- Location of Jackson Township in Fountain County
- Coordinates: 39°59′46″N 87°08′51″W﻿ / ﻿39.99611°N 87.14750°W
- Country: United States
- State: Indiana
- County: Fountain

Government
- • Type: Indiana township

Area
- • Total: 36.08 sq mi (93.4 km^{2})
- • Land: 35.98 sq mi (93.2 km^{2})
- • Water: 0.09 sq mi (0.23 km^{2})
- Elevation: 719 ft (219 m)

Population (2020)
- • Total: 588
- • Density: 16.3/sq mi (6.31/km^{2})
- FIPS code: 18-37008
- GNIS feature ID: 453444

= Jackson Township, Fountain County, Indiana =

Jackson Township is one of eleven townships in Fountain County, Indiana, United States. As of the 2020 census, its population was 588 and it contained 308 housing units.

Historical population
| Census | Pop. | Note | %± |
| 1890 | 1,407 |  | — |
| 1900 | 1,322 |  | −6.0% |
| 1910 | 1,139 |  | −13.8% |
| 1920 | 1,050 |  | −7.8% |
| 1930 | 845 |  | −19.5% |
| 1940 | 892 |  | 5.6% |
| 1950 | 760 |  | −14.8% |
| 1960 | 760 |  | 0.0% |
| 1970 | 730 |  | −3.9% |
| 1980 | 662 |  | −9.3% |
| 1990 | 635 |  | −4.1% |
| 2000 | 718 |  | 13.1% |
| 2010 | 628 |  | −12.5% |
| 2020 | 588 |  | −6.4% |
Source: US Decennial Census

==Geography==
According to the 2010 census, the township has a total area of 36.08 sqmi, of which 35.98 sqmi (or 99.72%) is land and 0.09 sqmi (or 0.25%) is water. It contains the town of Wallace, located near the center of the township, and the unincorporated community of Wooley Corner to the northwest of Wallace.

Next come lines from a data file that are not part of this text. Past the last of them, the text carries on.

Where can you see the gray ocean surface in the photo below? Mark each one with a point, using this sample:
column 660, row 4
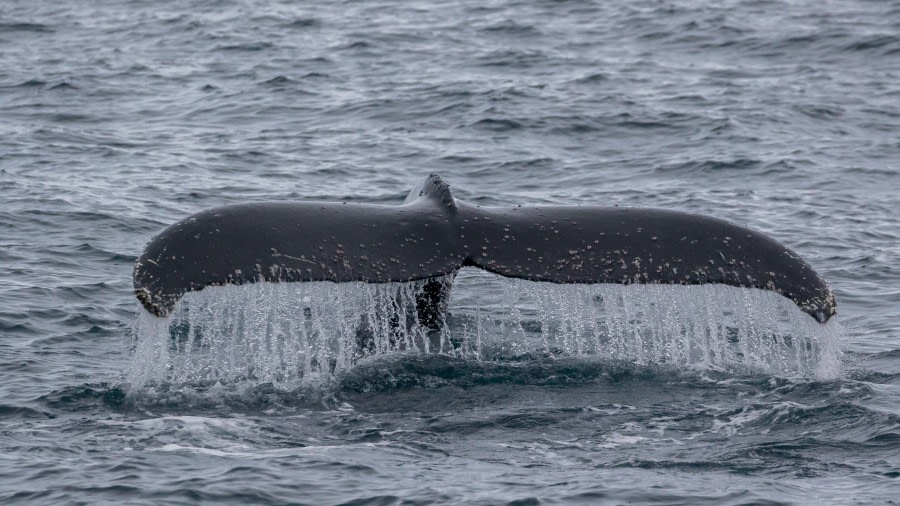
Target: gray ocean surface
column 118, row 118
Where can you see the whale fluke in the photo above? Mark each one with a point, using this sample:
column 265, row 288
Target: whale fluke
column 432, row 235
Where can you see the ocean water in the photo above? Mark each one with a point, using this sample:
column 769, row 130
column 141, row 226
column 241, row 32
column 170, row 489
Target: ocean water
column 118, row 118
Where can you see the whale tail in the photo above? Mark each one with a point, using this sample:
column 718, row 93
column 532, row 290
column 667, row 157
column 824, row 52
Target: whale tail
column 432, row 235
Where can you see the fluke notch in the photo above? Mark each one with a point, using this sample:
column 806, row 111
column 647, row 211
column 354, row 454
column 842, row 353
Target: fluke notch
column 432, row 235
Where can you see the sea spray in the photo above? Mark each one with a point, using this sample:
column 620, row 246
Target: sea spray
column 300, row 333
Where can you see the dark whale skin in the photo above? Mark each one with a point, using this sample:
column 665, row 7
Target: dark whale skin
column 433, row 235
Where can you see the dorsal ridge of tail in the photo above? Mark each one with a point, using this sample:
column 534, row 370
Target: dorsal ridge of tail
column 433, row 188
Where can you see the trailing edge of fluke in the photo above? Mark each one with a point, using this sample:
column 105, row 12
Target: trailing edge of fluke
column 433, row 234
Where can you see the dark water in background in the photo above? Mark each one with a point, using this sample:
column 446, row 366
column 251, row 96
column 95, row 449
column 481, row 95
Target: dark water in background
column 118, row 118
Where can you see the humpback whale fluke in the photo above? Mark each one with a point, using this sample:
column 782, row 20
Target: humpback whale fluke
column 433, row 234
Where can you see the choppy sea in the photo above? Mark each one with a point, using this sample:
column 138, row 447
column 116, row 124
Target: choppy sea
column 118, row 118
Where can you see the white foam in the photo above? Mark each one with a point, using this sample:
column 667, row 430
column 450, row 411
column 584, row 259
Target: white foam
column 292, row 333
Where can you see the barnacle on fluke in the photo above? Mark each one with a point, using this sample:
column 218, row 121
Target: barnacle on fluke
column 433, row 234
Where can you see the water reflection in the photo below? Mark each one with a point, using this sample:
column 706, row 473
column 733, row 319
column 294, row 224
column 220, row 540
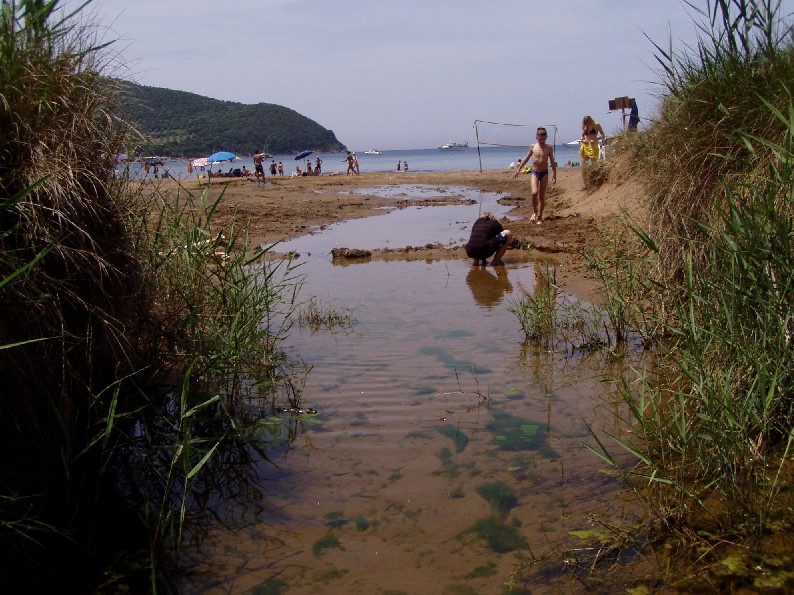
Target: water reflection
column 488, row 285
column 445, row 444
column 398, row 228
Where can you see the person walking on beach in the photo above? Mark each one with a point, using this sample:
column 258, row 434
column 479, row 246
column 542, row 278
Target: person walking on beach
column 258, row 169
column 542, row 156
column 488, row 237
column 591, row 134
column 350, row 164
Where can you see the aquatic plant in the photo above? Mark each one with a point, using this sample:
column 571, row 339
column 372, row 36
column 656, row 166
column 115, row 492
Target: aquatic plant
column 537, row 311
column 712, row 424
column 315, row 316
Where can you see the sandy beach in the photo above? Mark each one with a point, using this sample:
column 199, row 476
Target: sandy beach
column 287, row 207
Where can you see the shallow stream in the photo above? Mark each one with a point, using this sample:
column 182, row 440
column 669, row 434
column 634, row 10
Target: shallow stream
column 446, row 455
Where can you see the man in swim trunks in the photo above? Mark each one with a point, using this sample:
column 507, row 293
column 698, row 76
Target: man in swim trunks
column 258, row 169
column 542, row 156
column 487, row 237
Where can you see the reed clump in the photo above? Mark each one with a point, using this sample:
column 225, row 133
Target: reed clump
column 712, row 93
column 712, row 423
column 139, row 344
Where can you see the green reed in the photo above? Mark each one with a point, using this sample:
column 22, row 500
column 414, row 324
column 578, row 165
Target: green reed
column 623, row 266
column 140, row 340
column 537, row 310
column 714, row 423
column 712, row 91
column 316, row 316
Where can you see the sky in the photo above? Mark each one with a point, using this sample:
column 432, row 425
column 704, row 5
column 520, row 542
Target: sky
column 404, row 75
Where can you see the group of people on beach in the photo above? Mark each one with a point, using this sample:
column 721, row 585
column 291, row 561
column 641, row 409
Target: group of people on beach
column 488, row 237
column 259, row 167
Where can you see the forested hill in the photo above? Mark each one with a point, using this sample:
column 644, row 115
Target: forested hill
column 178, row 123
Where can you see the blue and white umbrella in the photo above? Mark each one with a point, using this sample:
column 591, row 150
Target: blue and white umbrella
column 221, row 156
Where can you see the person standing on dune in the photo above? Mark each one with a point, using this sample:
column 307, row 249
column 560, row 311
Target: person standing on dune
column 542, row 156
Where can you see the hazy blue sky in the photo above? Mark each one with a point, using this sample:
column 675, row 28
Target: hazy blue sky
column 409, row 74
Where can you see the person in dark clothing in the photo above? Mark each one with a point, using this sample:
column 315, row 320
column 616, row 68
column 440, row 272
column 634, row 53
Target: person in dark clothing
column 488, row 237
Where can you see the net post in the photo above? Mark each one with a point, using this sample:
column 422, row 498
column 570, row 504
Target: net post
column 477, row 136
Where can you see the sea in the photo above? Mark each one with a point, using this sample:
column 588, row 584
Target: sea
column 418, row 160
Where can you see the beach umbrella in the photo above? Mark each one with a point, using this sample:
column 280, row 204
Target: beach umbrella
column 221, row 156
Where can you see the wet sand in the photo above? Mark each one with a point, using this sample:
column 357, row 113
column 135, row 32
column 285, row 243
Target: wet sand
column 287, row 207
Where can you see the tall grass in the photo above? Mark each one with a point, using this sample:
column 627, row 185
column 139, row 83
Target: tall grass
column 715, row 423
column 137, row 339
column 712, row 424
column 711, row 92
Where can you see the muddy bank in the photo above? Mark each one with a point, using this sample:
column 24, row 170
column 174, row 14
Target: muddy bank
column 286, row 207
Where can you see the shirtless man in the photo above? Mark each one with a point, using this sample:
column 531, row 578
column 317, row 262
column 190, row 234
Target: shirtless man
column 258, row 169
column 542, row 156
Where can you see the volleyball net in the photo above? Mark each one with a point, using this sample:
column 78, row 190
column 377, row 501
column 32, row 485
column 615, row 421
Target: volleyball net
column 503, row 134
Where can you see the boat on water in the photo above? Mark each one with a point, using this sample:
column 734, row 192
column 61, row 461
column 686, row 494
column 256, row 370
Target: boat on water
column 452, row 146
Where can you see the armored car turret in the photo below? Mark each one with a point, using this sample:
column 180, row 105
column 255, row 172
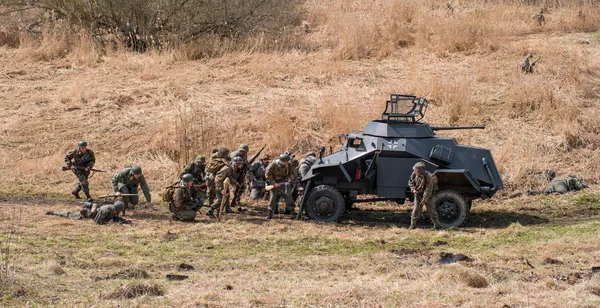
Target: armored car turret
column 378, row 161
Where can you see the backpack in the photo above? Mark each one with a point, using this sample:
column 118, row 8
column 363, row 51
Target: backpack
column 169, row 192
column 214, row 166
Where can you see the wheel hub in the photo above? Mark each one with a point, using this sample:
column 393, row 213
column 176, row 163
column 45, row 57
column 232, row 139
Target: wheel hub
column 448, row 211
column 324, row 206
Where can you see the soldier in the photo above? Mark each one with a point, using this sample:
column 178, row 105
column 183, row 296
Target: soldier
column 242, row 152
column 102, row 215
column 306, row 163
column 186, row 200
column 127, row 182
column 561, row 186
column 81, row 160
column 280, row 174
column 421, row 184
column 220, row 170
column 197, row 170
column 109, row 212
column 527, row 64
column 256, row 177
column 236, row 180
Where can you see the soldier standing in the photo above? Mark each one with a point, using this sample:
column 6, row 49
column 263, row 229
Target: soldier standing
column 421, row 184
column 186, row 200
column 236, row 181
column 280, row 174
column 80, row 161
column 198, row 170
column 256, row 177
column 219, row 170
column 127, row 182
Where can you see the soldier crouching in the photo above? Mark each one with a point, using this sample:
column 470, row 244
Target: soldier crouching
column 422, row 183
column 186, row 200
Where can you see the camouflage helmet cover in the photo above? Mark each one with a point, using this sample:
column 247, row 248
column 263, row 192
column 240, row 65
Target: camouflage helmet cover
column 119, row 206
column 420, row 166
column 284, row 157
column 136, row 170
column 187, row 178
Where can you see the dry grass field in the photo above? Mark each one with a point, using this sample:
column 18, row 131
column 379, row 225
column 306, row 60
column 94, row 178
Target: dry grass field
column 331, row 75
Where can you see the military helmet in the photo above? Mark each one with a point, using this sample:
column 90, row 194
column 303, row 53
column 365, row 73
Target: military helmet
column 119, row 206
column 222, row 152
column 285, row 157
column 187, row 178
column 136, row 170
column 420, row 166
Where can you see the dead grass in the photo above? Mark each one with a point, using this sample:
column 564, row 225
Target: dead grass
column 136, row 289
column 461, row 274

Indiana State Road 32 runs along a portion of the northern border before veering east-southeast through the northeastern part of the township. Indiana State Road 234 runs from east to west through the southern part of the township. Indiana State Road 341 begins at State Road 234 and runs north through Wallace before leaving the township.